Seed Dispersal

Seeds disperse from their parent plants to increase the chances of survival and establishment of new populations. This is because once a plant has produced seeds, it must compete with its own offspring, as well as other plants, for resources such as nutrients, light, water, and space.

Dispersal helps to spread the seeds over a wide area, increasing the chances that they will find suitable conditions for growth.

Types of Seed Dispersal

There are many different ways seeds can disperse from the parent plant. Some common methods of seed dispersal are:

  • Wind dispersal
  • Explosion seed dispersal
  • Animal dispersal
  • Water dispersal

Wind dispersal

Dispersal of seeds by wind is a common method that many plant species use. These seeds are often lightweight and have structures like feathery bristles that help them to be carried by the wind over long distances.

The ability to disperse seeds by wind allows plants to establish populations in new areas and can help to ensure the survival of the species.

Explosion seed dispersal

Many plants use explosive mechanisms to disperse their seeds. This helps to ensure that the seeds are spread far away from the parent plant. When the seeds are mature and ready to be dispersed, they may be contained in a pod or other type of structure. As the seeds dry out, pressure can build up inside the pod, causing it to burst open.

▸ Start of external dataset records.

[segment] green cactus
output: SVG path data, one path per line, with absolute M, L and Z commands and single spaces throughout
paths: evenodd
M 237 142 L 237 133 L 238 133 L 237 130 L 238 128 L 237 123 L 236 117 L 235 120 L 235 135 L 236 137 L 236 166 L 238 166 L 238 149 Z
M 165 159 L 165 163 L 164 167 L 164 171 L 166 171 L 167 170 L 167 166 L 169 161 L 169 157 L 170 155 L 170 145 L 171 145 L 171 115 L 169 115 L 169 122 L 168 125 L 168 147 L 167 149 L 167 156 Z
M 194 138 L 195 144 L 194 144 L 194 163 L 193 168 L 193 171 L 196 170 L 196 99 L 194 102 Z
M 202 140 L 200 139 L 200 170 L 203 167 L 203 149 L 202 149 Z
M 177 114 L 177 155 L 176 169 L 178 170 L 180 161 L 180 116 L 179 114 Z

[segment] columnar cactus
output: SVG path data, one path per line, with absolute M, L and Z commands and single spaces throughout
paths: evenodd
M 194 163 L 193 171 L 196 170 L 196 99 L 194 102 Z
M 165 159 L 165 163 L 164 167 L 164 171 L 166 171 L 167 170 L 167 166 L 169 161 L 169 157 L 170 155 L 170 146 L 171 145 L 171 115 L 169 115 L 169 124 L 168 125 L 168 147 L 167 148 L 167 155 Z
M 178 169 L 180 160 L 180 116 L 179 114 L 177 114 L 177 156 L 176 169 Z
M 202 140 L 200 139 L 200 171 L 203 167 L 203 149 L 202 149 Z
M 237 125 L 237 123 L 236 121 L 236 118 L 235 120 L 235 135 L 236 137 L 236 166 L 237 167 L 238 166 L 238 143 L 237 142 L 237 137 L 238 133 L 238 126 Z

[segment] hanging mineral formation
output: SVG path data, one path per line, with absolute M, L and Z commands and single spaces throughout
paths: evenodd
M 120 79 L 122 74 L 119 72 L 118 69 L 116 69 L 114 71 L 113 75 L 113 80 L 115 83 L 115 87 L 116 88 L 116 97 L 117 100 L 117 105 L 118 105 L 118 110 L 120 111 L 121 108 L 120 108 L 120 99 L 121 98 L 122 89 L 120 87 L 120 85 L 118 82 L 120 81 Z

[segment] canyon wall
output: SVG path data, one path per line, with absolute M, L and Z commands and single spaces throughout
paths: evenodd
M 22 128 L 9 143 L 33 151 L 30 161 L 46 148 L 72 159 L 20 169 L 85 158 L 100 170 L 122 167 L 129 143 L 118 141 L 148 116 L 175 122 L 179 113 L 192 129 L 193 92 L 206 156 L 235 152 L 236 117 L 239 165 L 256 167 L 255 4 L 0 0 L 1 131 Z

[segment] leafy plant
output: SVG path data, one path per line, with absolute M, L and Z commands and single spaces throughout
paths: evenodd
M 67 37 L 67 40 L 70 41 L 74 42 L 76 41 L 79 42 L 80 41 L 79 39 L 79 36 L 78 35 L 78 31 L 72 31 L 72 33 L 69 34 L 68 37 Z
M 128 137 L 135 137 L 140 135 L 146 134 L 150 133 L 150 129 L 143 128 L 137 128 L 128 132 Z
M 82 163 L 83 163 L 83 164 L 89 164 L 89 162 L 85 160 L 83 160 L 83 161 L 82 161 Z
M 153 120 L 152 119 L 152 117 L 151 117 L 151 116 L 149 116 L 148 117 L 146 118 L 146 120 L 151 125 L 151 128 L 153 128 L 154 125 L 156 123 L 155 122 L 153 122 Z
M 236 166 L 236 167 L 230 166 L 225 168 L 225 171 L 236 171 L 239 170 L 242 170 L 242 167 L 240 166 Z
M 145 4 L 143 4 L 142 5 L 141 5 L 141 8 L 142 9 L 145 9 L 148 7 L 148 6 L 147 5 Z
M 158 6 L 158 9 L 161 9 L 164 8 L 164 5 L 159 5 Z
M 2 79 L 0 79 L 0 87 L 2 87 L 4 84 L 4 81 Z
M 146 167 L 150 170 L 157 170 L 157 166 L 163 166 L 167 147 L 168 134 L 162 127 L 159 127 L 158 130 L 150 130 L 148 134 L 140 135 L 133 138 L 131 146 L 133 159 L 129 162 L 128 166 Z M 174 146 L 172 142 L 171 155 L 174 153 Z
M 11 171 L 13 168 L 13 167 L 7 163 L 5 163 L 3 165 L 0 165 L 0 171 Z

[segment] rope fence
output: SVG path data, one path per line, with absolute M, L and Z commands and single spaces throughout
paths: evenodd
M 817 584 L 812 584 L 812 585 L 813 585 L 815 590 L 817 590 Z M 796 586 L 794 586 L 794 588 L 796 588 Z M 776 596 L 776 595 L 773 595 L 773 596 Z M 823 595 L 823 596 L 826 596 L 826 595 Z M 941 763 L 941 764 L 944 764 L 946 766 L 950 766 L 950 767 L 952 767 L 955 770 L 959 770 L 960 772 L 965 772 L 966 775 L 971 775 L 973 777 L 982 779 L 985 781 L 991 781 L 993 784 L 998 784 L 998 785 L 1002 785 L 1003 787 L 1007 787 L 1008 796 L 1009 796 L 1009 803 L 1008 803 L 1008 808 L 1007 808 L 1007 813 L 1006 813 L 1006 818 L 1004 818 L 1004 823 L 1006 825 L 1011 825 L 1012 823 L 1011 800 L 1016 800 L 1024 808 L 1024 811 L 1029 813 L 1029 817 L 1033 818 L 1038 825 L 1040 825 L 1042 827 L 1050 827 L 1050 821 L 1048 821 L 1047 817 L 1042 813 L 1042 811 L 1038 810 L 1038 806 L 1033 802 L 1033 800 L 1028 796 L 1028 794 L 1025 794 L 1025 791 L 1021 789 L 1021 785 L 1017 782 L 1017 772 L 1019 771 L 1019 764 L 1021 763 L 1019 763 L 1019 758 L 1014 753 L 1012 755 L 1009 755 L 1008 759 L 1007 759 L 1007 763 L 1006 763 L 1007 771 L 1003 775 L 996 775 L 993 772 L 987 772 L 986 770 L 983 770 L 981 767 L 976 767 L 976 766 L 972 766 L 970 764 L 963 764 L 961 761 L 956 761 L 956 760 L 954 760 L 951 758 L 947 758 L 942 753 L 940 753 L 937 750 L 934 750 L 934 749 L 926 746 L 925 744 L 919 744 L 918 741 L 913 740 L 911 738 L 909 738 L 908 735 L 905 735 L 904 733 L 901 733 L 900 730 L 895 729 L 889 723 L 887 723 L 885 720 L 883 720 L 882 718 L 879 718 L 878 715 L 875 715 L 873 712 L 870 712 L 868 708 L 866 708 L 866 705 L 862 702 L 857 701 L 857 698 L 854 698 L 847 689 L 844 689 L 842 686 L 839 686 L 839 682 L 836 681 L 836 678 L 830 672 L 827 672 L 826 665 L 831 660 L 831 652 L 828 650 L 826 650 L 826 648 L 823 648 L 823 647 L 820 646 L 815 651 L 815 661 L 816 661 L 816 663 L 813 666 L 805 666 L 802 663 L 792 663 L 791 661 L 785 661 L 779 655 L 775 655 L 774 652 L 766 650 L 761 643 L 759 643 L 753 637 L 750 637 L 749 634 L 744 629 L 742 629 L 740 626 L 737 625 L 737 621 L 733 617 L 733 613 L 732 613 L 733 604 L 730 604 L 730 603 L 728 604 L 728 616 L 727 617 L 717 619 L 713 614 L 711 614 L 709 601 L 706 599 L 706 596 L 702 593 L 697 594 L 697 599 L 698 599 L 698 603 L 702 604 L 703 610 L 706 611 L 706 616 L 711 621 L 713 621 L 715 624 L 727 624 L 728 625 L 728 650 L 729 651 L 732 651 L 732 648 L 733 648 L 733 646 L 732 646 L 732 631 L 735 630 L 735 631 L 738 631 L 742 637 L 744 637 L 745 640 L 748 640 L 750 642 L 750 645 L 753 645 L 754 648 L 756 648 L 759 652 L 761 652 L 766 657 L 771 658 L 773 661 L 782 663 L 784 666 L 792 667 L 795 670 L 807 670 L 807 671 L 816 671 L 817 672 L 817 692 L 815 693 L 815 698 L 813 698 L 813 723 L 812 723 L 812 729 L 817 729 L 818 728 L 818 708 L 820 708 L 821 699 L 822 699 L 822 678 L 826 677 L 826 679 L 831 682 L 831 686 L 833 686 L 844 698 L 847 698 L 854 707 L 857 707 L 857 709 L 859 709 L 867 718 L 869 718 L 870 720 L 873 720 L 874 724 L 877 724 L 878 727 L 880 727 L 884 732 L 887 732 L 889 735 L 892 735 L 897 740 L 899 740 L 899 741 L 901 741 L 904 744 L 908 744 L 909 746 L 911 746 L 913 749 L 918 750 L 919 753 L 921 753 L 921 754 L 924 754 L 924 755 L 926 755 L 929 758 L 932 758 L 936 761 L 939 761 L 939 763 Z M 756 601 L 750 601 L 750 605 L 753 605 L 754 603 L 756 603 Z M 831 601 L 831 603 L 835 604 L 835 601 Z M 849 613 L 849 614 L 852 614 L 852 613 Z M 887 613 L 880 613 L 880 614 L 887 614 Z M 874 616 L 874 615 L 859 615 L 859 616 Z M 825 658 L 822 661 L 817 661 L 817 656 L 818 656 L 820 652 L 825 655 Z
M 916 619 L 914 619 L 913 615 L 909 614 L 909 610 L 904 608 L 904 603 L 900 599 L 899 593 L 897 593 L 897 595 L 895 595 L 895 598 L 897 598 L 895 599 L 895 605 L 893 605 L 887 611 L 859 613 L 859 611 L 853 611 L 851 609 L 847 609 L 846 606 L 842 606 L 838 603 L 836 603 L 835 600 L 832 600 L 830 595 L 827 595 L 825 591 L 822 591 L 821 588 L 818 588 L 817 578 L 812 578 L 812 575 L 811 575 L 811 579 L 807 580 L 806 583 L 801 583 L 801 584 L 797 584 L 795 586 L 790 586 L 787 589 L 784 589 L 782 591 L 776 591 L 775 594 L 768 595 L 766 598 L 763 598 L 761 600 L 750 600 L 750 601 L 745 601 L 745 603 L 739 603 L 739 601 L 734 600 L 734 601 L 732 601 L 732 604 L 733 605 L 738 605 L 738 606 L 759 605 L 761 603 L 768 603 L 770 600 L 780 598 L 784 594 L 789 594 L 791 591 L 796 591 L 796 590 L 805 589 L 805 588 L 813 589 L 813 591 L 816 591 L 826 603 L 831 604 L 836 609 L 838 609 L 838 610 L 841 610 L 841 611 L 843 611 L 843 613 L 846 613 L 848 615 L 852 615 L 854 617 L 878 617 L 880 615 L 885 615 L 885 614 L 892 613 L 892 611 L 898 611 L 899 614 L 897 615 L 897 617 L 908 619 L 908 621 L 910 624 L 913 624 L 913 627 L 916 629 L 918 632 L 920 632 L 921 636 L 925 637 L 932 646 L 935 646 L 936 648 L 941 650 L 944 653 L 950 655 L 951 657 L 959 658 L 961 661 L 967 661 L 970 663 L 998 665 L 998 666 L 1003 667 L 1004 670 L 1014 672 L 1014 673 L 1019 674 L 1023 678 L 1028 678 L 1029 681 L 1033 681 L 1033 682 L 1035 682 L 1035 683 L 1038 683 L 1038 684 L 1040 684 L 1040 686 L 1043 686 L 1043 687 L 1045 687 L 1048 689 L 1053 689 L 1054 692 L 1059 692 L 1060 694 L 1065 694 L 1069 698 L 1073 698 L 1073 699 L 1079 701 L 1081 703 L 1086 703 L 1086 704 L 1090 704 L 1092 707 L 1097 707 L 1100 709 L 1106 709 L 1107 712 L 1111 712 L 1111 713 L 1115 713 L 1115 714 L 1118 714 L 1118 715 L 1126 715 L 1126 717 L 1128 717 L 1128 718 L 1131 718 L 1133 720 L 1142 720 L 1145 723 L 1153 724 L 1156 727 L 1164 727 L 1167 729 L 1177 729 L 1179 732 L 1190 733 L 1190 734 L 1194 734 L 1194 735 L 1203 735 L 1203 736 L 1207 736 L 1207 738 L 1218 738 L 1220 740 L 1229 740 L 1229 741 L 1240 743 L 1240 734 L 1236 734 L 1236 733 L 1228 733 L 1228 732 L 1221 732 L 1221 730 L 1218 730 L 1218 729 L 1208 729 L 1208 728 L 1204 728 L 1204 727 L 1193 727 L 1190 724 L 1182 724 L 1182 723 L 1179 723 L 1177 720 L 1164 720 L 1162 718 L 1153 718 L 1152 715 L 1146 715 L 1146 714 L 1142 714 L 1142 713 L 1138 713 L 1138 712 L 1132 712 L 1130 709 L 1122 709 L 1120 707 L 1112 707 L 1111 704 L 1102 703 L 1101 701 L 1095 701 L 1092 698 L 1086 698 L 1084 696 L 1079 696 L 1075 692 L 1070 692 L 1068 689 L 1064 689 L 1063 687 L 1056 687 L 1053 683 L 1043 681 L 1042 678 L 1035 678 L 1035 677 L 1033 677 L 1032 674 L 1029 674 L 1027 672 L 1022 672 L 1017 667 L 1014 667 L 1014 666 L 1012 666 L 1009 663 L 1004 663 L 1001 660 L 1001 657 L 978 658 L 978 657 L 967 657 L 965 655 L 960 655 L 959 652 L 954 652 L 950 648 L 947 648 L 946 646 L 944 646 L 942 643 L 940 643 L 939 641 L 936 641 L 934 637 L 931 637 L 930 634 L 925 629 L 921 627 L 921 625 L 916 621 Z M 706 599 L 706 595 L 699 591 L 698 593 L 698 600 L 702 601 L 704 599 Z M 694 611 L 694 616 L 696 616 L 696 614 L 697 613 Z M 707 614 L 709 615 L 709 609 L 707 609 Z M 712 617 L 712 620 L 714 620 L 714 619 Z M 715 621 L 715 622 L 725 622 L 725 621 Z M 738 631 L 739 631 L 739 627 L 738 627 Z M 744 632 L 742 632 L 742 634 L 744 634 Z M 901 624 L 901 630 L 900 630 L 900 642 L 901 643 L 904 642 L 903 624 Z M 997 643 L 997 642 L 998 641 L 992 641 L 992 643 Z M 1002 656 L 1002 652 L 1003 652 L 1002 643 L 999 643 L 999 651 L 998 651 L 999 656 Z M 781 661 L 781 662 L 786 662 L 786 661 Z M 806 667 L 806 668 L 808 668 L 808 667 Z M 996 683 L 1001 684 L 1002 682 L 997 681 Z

This explosive dispersal can shoot the seeds out of the pod and into the surrounding environment. The seeds can be carried even further away from the parent plant by wind, water, or animals.

Animal dispersal

Animal seed dispersal involves animals carrying seeds away from the parent plant. The two main types of animal seed dispersal are internal and external.

Internal animal dispersal

Many plants produce fruits that are attractive to fruit-eating animals. These fruits often contain seeds, which are dispersed when the animals eat the fruit and then later defecate the seeds in a new location. This method of seed dispersal, known as internal seed dispersal, is effective at spreading seeds to new locations.

To protect them from damage during the digestive process, seeds are often coated with an indigestible layer. This allows them to pass through the animal’s digestive system intact.

External animal dispersal

Some seeds have special coatings or small hooks that easily stick to the fur of animals. When the animals move, they transport the seeds away from the parent plant. Eventually, the seeds can fall off onto the ground, germinate and grow into new plants.

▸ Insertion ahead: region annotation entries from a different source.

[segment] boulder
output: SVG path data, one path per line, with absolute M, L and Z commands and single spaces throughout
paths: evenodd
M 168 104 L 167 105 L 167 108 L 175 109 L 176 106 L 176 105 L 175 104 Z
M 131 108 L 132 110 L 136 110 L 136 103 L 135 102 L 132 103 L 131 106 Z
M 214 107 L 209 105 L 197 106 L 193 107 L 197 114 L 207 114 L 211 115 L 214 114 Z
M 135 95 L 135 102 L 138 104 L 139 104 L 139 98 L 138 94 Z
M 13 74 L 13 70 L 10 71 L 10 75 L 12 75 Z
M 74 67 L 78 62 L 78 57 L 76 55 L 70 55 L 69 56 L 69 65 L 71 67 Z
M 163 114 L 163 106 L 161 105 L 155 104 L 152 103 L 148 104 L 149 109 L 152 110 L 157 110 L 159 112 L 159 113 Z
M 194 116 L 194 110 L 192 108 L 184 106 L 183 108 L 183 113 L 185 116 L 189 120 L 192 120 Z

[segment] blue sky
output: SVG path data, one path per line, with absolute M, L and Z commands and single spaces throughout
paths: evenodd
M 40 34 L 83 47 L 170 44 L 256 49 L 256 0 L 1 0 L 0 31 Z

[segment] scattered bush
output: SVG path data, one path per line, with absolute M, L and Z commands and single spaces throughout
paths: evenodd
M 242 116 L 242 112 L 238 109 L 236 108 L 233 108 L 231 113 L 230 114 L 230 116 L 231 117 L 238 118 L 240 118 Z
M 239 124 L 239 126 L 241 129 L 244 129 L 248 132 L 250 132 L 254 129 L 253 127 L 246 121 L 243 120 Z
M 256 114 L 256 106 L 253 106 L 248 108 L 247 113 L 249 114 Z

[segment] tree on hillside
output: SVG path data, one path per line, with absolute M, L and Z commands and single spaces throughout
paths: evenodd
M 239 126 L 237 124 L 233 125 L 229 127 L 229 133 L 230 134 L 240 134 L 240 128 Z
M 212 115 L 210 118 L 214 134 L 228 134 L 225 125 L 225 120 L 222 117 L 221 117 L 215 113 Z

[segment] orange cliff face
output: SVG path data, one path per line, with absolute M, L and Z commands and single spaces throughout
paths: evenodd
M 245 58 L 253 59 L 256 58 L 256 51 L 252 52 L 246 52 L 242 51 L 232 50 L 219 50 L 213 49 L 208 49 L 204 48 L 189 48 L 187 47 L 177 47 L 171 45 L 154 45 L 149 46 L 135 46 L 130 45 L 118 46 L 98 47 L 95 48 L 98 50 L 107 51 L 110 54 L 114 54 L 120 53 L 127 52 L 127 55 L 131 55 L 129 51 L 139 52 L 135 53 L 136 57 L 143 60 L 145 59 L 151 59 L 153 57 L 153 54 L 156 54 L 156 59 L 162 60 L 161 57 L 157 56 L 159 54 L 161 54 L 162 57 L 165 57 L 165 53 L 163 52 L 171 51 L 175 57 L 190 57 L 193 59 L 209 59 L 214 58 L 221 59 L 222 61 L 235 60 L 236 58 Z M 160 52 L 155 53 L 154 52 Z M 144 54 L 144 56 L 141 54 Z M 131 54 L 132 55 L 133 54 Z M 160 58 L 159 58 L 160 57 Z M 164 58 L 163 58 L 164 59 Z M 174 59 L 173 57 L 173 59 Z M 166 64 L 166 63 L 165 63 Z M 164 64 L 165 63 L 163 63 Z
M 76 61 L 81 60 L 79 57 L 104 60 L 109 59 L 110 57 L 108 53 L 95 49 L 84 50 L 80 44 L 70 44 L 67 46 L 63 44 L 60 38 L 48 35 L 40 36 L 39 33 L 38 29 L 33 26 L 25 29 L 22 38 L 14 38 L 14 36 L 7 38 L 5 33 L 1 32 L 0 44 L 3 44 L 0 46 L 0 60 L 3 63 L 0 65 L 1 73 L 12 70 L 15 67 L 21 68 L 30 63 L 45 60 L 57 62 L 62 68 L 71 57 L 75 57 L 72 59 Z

This method of seed dispersal is known as external seed dispersal.

Water dispersal

Some seeds are adapted to be carried away from the parent plant by water. For example, coconuts have a thick, hard outer layer that helps them float on water and be carried to different locations.

Water dispersal is useful for various plant types, especially those in areas prone to flooding. It allows them to start new populations in new areas, which increases their chances of survival.